Gassing Up: Oxygen’s rise may have promoted complex life
By John Travis
Life’s long journey from single-celled organisms to multicellular plants and animals may have depended upon the increasing presence of oxygen in the atmosphere, a new study suggests.
S. Blair Hedges of Pennsylvania State University in State College and his colleagues reached this conclusion after correlating the number of cell types in dozens of classes of eukaryotes with the amount of oxygen in the atmosphere when those classes emerged in evolution. Eukaryotes include animals, plants, and other organisms that, unlike bacteria, store their DNA inside a cell nucleus.
Hedges and his colleagues used what scientists call the molecular-clock method to date the origin of each eukaryotic class. That is, knowing how quickly proteins typically evolve, the team used the current differences in related proteins between groups of organisms to estimate how long it’s been since the groups shared an ancestor.
For example, the researchers date the split between plants and animals at 1.6 billion years ago.
Early in the history of the planet, when only single-celled life forms such as bacteria were around, there was little oxygen in the air. About halfway through Earth’s 4.6 billion years, oxygen began to rapidly accumulate in the atmosphere. The first eukaryotes with several different types of cells emerged at the same time, Hedges and his colleagues report in an article posted Jan. 28 to the online journal BMC Evolutionary Biology.
Driving this boost in complexity may have been mitochondria, which are components of eukaryotic cells and use oxygen to create energy.
Mitochondria originated between 2.3 billion and 1.8 billion years ago, not long after the rise in oxygen began, the researchers say.
Hedges suggests that the development of mitochondria was the catalyst for the increase in cell types among eukaryotes. “It makes a lot of sense, because to have complex organisms, you need energy,” he says.
From the dates of origin the scientists assigned to a wide range eukaryotes, Hedges’ team also concludes that ones with up to 10 cell types had evolved by 1.5 billion years ago and those with up to 50 cell types had emerged by 1 billion years ago. Plants and animals have more than 100 cell types.

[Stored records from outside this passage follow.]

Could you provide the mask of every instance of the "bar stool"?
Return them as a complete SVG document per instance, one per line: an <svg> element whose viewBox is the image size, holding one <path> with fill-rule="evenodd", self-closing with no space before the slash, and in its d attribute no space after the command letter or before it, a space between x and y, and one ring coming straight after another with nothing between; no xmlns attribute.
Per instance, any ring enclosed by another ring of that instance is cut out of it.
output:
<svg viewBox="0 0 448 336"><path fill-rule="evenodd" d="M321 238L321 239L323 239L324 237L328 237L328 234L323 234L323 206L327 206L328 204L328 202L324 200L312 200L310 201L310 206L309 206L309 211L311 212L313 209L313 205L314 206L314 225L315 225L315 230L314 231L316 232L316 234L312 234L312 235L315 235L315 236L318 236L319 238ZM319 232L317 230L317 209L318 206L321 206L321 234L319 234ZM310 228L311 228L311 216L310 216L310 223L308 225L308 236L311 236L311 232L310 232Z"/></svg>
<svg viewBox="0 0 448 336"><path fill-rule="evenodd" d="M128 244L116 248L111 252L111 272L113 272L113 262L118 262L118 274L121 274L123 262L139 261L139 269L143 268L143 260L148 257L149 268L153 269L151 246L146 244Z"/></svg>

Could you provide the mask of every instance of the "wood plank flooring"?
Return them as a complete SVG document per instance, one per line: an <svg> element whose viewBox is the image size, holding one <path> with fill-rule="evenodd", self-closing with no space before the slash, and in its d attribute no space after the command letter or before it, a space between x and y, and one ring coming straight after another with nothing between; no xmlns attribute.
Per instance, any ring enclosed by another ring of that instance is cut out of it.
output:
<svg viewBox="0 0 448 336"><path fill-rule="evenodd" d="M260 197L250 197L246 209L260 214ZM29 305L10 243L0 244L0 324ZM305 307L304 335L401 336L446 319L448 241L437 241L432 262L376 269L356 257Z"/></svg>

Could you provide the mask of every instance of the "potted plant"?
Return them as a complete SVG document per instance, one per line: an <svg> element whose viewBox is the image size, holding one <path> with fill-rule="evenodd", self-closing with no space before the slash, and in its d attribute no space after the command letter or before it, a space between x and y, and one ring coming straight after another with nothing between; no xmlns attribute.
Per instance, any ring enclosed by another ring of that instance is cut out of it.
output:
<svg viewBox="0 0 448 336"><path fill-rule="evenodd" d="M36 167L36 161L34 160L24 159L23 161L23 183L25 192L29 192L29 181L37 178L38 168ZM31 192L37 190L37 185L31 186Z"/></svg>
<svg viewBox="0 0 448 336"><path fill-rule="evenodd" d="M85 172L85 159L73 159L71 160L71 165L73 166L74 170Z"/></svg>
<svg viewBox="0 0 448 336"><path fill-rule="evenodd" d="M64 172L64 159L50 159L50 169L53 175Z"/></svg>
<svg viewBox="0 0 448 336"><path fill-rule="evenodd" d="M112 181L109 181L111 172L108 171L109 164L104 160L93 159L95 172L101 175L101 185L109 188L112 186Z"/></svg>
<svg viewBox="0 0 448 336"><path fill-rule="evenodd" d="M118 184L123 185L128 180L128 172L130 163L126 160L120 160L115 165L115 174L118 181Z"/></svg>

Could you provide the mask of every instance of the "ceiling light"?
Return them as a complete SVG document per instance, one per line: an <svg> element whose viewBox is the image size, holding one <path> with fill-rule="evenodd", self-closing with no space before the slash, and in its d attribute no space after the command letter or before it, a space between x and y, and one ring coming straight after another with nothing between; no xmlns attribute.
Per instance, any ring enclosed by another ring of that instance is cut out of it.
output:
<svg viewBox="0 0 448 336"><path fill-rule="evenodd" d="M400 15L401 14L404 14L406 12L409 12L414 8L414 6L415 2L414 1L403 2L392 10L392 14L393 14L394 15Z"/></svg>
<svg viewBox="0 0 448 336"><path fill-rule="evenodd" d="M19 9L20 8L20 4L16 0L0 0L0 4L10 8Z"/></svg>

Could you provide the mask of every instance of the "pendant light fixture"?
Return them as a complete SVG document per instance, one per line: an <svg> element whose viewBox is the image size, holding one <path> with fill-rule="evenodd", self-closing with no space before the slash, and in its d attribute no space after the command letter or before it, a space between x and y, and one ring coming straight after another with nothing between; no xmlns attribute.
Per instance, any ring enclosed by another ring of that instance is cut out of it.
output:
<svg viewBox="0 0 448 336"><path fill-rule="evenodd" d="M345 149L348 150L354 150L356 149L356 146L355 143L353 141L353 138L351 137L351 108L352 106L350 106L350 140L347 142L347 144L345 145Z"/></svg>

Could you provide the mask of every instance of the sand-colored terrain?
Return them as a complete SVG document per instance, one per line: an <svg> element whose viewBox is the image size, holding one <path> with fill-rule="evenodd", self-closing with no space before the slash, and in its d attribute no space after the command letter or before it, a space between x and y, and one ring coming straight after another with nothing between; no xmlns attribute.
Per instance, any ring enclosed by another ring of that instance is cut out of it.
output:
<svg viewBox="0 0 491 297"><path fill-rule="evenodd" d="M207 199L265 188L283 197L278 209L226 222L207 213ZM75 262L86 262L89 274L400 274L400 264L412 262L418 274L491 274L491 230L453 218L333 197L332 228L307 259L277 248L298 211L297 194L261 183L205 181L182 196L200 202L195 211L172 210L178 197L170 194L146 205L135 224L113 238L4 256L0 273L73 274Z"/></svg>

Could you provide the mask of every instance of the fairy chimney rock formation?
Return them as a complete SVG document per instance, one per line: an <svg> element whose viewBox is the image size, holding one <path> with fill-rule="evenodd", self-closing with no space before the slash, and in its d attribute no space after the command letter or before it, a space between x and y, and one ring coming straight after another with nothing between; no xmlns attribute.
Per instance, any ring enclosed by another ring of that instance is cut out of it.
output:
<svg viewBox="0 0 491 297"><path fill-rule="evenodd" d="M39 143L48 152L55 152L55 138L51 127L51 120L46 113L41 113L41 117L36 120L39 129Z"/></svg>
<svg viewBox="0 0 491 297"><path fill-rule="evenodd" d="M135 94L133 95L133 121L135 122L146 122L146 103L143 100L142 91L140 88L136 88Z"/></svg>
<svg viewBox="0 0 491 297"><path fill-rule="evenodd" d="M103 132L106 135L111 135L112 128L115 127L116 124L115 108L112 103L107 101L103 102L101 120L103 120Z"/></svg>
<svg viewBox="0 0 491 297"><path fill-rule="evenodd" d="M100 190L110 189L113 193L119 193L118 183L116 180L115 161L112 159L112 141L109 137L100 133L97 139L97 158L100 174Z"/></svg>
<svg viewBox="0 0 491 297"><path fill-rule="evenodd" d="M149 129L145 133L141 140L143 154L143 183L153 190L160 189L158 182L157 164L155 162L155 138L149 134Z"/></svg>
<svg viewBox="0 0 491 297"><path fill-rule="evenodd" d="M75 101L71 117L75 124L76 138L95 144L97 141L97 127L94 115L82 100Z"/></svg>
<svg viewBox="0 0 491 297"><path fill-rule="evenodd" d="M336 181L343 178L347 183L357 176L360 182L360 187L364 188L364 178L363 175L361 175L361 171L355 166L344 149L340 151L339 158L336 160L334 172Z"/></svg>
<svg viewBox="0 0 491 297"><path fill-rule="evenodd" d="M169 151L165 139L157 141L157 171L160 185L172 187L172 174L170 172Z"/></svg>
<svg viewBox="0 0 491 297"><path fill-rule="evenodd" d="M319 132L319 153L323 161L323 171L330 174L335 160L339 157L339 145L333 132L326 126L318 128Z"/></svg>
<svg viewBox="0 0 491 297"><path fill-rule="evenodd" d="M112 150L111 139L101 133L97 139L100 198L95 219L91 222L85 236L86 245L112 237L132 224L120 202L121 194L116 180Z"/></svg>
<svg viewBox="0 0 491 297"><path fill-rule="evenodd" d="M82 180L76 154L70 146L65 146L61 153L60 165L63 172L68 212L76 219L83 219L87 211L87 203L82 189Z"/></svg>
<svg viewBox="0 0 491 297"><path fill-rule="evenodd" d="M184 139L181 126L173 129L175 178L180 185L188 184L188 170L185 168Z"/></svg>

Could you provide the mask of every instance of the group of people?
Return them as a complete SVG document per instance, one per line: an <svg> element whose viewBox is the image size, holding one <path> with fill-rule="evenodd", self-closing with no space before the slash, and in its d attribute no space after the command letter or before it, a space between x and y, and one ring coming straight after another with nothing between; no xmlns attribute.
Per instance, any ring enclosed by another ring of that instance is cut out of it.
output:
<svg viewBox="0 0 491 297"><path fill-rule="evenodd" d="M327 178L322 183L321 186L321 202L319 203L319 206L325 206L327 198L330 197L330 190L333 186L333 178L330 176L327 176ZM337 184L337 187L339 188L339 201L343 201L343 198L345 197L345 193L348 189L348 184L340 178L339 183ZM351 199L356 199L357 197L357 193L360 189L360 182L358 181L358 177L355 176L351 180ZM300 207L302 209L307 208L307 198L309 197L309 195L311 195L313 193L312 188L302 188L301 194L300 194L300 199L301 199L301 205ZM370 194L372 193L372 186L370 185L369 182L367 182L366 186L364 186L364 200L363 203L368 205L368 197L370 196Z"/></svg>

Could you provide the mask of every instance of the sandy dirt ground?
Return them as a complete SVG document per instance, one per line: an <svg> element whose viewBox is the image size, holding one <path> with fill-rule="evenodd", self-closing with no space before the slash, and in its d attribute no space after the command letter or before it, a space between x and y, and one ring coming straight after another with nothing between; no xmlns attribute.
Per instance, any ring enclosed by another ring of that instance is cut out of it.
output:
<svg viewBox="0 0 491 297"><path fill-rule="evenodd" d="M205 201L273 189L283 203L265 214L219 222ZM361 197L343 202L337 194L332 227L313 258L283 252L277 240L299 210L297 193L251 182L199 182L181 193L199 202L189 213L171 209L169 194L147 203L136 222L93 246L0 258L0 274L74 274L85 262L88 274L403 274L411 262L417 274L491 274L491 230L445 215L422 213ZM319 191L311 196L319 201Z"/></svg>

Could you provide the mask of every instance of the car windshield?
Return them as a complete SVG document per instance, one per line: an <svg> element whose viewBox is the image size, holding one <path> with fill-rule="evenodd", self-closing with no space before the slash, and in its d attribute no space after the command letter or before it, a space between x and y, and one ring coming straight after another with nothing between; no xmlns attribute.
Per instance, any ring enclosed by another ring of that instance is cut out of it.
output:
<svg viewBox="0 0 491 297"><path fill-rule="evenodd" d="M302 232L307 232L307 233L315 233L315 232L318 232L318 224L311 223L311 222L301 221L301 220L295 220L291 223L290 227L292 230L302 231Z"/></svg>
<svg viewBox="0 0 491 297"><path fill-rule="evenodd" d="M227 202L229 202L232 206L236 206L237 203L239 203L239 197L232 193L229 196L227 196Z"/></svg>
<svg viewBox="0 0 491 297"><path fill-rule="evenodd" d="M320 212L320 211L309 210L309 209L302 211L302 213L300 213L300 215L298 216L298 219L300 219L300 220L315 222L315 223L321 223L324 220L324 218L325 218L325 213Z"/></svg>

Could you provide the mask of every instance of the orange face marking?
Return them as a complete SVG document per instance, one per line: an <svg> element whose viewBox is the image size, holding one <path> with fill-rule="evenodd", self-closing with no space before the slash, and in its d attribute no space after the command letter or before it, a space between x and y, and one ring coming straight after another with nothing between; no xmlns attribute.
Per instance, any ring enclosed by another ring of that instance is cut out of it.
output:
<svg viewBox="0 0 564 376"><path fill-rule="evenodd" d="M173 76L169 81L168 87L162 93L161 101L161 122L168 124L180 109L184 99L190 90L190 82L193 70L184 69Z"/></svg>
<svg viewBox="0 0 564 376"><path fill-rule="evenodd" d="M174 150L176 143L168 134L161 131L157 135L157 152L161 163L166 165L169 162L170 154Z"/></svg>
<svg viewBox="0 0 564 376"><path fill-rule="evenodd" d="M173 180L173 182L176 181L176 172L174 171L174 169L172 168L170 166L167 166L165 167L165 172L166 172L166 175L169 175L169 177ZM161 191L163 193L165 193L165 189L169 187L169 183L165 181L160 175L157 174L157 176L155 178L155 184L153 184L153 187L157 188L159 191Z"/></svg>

What prompted the leap in complexity starting 1.5 billion years ago?
Hedges and his colleagues estimate that plastids, the components of cells that enable plants to produce oxygen through photosynthesis, originated around that time. This innovation quickly began pumping more oxygen into the atmosphere.
Fossil evidence has suggested that there was a major jump in eukaryotic complexity some 600 million years ago, during a period dubbed the Cambrian explosion. Hedges argues that his team’s data indicate that this complexity boost occurred much earlier, soon after plastids emerged.
The new study is “an important next step in the study of complexity,” says evolutionary biologist Daniel W. McShea of Duke University in Durham, N.C.